リザードフライはサイズがグリフォンより小さいので、本来ならグリーデルの敵ではない。しかし今は数が多い上に、グリーデルの行動の自由が制限されている。高速飛行で振り切ろうとしたが、振り切れない。
「ディジーさん、グリちゃんのロープ切ってください!」
リヤカーとグリーデルをつないであるロープである。これさえ切れば、グリーデルは自由に動ける。リヤカーには〈浮遊〉がかかっているので、いきなり落ちるようなことはない。
ディジーが短剣でロープを切った。リヤカーは慣性で前進し続け、グリーデルVSリザードフライの現場からは遠ざかる。
しかし、前方から来た別組のリザードフライに、正面から激突する格好になった。リヤカー粉砕、モンスターのいる地上へと落下する。
「うっ、うわあああっ、えーとえーと、〈砂場〉!!」
動転しながらも、ウォルフがとっさに魔法をかけた。彼の真下を中心に地面が砂と化す。のはいいのだが、威力の制御が全くないので、かなりの範囲が円状のアリ地獄みたいになった。
その上に落ちた一行。砂がクッションになったのでケガはないが、結構深くめりこんで動きがとれない。しかし、アリ地獄の範囲内にいたモンスターも全部、同じ運命だったのが幸いか。
モンスターが砂を抜け出して襲いかかってくるより前に、
「〈浄化〉!!」
ゼゼが呪文を唱えた。

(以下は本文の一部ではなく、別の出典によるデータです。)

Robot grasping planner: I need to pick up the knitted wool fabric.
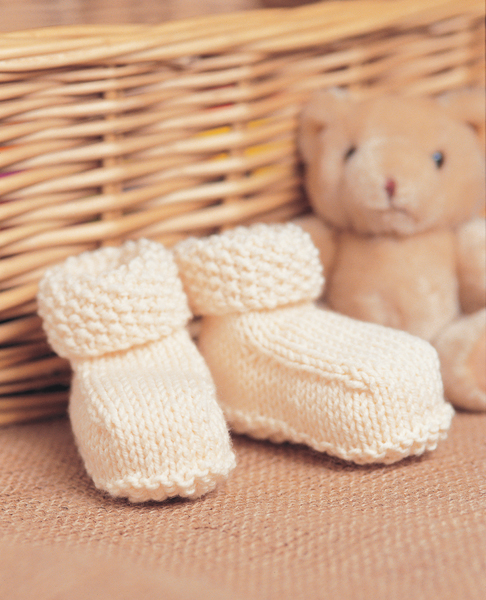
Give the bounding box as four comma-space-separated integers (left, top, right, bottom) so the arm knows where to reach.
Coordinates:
174, 224, 453, 463
38, 239, 235, 502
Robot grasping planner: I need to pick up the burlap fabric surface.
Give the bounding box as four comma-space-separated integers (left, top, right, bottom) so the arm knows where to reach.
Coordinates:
0, 413, 486, 600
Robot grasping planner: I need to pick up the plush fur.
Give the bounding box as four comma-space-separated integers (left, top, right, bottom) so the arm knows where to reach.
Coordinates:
299, 91, 486, 410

ウォルフの〈砂場〉を越える範囲のモンスターが一瞬にして蒸発するかのように消滅し、砂が噴水のように舞い上がった。それよりやや外側にいたモンスターも、後方へ弾き飛ばされている。
その間に、何とか一行も砂の中から抜け出した。今の〈浄化〉に恐れをなしたのか、しばらくモンスターも攻撃してくる気配はない。
「モンスターだって生き物だもんね、自分より強い相手に
「王子からディルムントを叩き出したら、ディルムントだけでなく、これらのモンスターも襲いかかってくるわけですか……」
ユンが周囲を見回す。後方にリヤカーの残骸。
「王子を救出した後、アレで高速で脱出するのをアテにしてたんですがね」
「別にリヤカーじゃなくても、〈浮遊〉かけれればいいんでしょう!」
「確かにそうなんですけどね、ウォルフくん。問題はこの囲みを突破できるか、ってことです。これを全部相手にするのはさすがにキツいですよ。私たちにも、それからグリーデルにも」
今、グリーデルはリザードフライと空中戦を繰り広げている。ときどきリザードフライの死体が降ってくるので、優勢ではあるようなのだが。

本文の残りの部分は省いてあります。